La derecha, cumpliendo su papel de oposición, ya se ha alineado en favor del nuevo texto. Cómo iba a ser de otra manera: las concesiones que aceptó el hegemónico Partido Republicano fueron las que le pidieron sus aliados de Chile Vamos, no las del Socialismo Democrático. Igual que el Frente Amplio y el PC, los seguidores de José Antonio Kast creen en la polarización, no en la conciliación. Confían en que el país vuelva a darles los triunfos que ya tuvieron en septiembre del 2022 y en mayo del 2023. Después de todo, ¿qué ha cambiado desde entonces?
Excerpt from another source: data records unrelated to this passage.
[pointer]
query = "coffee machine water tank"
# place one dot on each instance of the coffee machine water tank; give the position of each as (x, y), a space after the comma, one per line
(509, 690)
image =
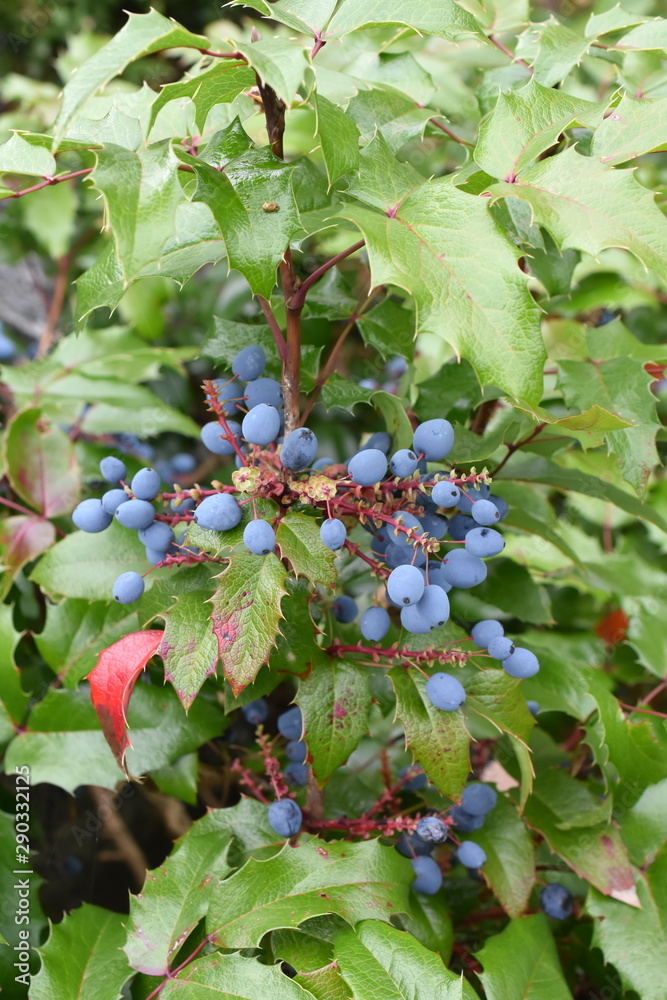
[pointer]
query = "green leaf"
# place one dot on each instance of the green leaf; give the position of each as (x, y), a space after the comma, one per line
(522, 961)
(335, 699)
(20, 157)
(339, 138)
(635, 940)
(41, 464)
(644, 827)
(77, 567)
(280, 64)
(442, 18)
(382, 963)
(486, 313)
(189, 648)
(174, 899)
(632, 129)
(621, 386)
(439, 740)
(83, 957)
(142, 35)
(355, 881)
(510, 856)
(525, 124)
(218, 83)
(619, 211)
(13, 699)
(232, 977)
(298, 537)
(246, 613)
(64, 745)
(255, 237)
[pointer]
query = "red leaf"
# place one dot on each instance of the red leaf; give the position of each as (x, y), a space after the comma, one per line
(111, 683)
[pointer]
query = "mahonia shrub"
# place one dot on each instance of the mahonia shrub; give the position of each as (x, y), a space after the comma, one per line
(335, 513)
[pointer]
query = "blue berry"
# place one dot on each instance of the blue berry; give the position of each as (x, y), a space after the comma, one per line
(259, 537)
(298, 449)
(411, 845)
(403, 463)
(380, 440)
(91, 516)
(434, 438)
(249, 363)
(405, 585)
(297, 774)
(135, 514)
(333, 533)
(128, 588)
(296, 751)
(432, 829)
(290, 723)
(485, 512)
(483, 632)
(344, 609)
(521, 663)
(445, 692)
(112, 499)
(112, 469)
(255, 711)
(429, 876)
(145, 484)
(463, 570)
(212, 435)
(416, 777)
(465, 822)
(219, 512)
(484, 542)
(375, 623)
(368, 467)
(229, 394)
(261, 425)
(446, 494)
(263, 390)
(157, 535)
(285, 817)
(500, 647)
(556, 901)
(478, 799)
(471, 855)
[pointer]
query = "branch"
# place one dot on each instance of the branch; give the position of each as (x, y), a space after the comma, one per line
(298, 300)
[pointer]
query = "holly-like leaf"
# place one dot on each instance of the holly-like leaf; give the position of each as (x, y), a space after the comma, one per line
(298, 537)
(84, 566)
(83, 957)
(335, 699)
(622, 386)
(525, 123)
(142, 35)
(380, 961)
(522, 961)
(41, 464)
(112, 680)
(189, 648)
(634, 940)
(218, 977)
(485, 313)
(439, 740)
(246, 614)
(339, 138)
(22, 539)
(174, 899)
(355, 881)
(253, 203)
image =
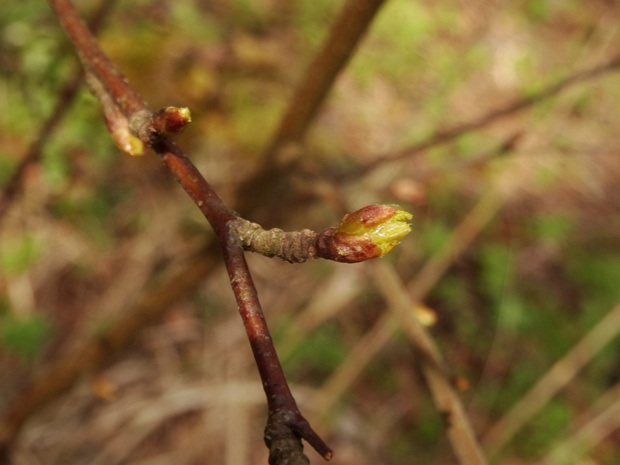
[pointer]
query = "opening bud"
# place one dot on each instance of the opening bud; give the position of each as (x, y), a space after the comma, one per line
(369, 232)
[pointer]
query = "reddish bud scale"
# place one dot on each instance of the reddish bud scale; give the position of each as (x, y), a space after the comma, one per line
(170, 121)
(369, 232)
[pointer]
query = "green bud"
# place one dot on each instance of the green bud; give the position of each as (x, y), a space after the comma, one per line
(369, 232)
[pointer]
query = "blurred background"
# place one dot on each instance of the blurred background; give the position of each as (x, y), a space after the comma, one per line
(518, 218)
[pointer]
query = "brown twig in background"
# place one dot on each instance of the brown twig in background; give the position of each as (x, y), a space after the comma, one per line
(605, 419)
(346, 33)
(462, 438)
(448, 135)
(555, 379)
(66, 96)
(96, 351)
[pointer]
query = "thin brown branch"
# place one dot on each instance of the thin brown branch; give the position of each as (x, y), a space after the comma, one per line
(142, 123)
(66, 96)
(493, 116)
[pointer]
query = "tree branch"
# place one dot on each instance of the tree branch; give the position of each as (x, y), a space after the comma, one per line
(67, 95)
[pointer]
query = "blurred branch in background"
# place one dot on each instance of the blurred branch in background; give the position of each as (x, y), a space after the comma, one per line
(560, 374)
(67, 93)
(447, 135)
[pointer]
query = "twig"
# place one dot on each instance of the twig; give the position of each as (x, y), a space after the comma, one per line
(143, 124)
(448, 135)
(460, 433)
(555, 379)
(66, 96)
(597, 429)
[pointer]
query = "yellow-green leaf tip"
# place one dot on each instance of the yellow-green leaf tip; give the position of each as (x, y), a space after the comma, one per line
(384, 225)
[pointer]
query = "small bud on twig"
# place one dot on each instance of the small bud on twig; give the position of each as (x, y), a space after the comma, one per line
(170, 121)
(369, 232)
Bien: lo que menos ha cambiado es el rechazo a la política, sobre todo la confrontacional. Hasta aquí, la ciudadanía parece haber percibido todo este último proceso como parte de lo mismo, lo que explica el rechazo registrado por las encuestas. Ya es claro que las encuestas tienen el problema de las zonas ciegas, formadas en gran parte por los electores aparecidos con el voto voluntario. ¿Son ellos los moderadores del debate? No se sabe. Aún nadie sabe mucho acerca de esa formidable fuerza de votantes que apareció para rechazar el proyecto de la Convención.
“La democracia es, en última instancia, una cuestión de opiniones”, escribe Ben Ansell. “Pero, al final, tendremos que ponernos de acuerdo en algo”. El país funciona con algunos de esos acuerdos: el gobierno es obedecido, el Congreso trabaja y en la mayor parte del territorio impera la ley. Las divergencias son sobre el futuro. Las opiniones de la Convención derrotada querían hacer crecer al Estado distribuidor y fragmentar su unidad cultural. Ahora, las del Consejo proponen frenar el crecimiento del Estado con instituciones que lo vigilen y asegurar su unidad política. ¿Cómo puede haber acuerdo entre estas posiciones?
Quizás pudo conseguirse a través de algún dispositivo para repasar uno por uno los desacuerdos. Quizás se debió invitar a Audrey Tang. Pero eso ya no ocurrió. En cuatro años de discusión, los dirigentes políticos sólo tuvieron dos ideas para zanjar las cosas: dos plebiscitos, blanco o negro, sí o no, doble contra sencillo.
Y así se llegará al 17 de diciembre: con la izquierda ocultando sus deseos de volver a atacar el orden constitucional en uno o dos años más y con la derecha tratando de cerrar las brechas que abran esa misma posibilidad. Ahora viene el río de consignas, reducciones y falsedades que son propias de las campañas polarizadas.
Entre tanto, el país seguirá estancado. El economista Aldo Lema estima que el crecimiento de los próximos años será de no más del 2%. Eso es lo que le pasó a Sebastián Piñera el 2018 y el 2019. Y no tenía nada que ver con la Constitución.